竹内が批判する対象の文章にもあたり、周辺の状況を固めていかないといけない。
読解に苦労するのは何も竹内一人の責任ばかりではなくて(文章のわかりにくさは竹内さんの責任だけど)、マンガについて分析的に思考する言葉が、どうしても過去に向かって遡行的に作られてきたことに起因する部分は大きいと思う。つまり、70年代に書かれた分析は、70年代のマンガ状況への視線に規定され、そこからなかなか逃れられない。そしておそらく、その制約条件は、マンガへの近代的なリアリズムの導入過程が完了する80年代後半までは、より強く働いたと推測される。

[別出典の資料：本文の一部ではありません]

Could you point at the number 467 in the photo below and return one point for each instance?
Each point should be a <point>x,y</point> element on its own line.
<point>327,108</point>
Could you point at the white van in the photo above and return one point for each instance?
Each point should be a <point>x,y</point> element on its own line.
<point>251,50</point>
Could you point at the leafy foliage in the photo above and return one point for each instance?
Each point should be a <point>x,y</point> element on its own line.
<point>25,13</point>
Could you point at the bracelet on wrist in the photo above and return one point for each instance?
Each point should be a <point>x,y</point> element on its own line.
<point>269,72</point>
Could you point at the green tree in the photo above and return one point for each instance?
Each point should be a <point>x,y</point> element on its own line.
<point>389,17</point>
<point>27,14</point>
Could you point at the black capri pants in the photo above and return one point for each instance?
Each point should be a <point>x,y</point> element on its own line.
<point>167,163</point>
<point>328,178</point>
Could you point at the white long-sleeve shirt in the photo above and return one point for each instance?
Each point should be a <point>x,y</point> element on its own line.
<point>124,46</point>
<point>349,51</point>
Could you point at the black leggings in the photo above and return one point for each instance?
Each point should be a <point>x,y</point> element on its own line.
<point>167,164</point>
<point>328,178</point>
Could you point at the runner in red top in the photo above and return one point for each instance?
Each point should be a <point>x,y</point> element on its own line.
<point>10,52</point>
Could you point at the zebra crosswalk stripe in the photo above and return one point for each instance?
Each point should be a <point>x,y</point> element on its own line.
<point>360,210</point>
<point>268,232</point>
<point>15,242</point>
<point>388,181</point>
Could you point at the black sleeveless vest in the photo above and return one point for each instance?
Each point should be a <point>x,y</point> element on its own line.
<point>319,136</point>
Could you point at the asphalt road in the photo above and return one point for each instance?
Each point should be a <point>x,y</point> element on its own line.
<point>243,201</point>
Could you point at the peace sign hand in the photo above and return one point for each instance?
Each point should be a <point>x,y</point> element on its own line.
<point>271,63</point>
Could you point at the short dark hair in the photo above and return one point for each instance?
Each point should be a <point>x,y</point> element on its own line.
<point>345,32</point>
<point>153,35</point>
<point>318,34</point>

さらに、戦争による切断が大きく横たわり、手塚治虫の『新宝島』を決定的に革新的なものだとする「心的現実」を事後的に認証するロジックがさまざまに動員されるという事態が重なっている。
手塚が圧倒的な才能であって、戦後マンガの風景を一変させたことは事実だし、そこに異論はない。しかし、手塚の特権化が「手塚以前」への視線を遮ってきたのもまた事実だ。さらに、それを「起源」として見出す視線のありよう、いいかえれば欲望が、同時にマンガを自律した表現制度とみて分析する思考の発展も妨げてきたのではないか? というのが私の作業仮説だ。
だから、『新宝島』を「起源」として特権化する視線のありようについて検証しないといけない。




……とまあ、そんなパートを書いています。さきごろ大城のぼる『汽車旅行』(1941)が復刻されましたが、それをみると竹内さんが「マンガにおいてはまったく戦後的な技法」といっている「同一化技法」が、ちゃんと使われている。
これは宮本大人くんが『マンガと乗り物』(霜月たかなか編『誕生! 手塚治虫』(ISBN:4257035404)所収)で指摘していることなんですが、この間自分で見てみて「これそのまんま『同一化技法』じゃん!」と思いました。


汽車旅行―復刻版

汽車旅行―復刻版



さて、もうあと最低でもニ、三回は国会図書館に行かないとなんないですね。資料的な欠けを埋めるためなので、何を探せばいいか分ってる分、気は楽ですが。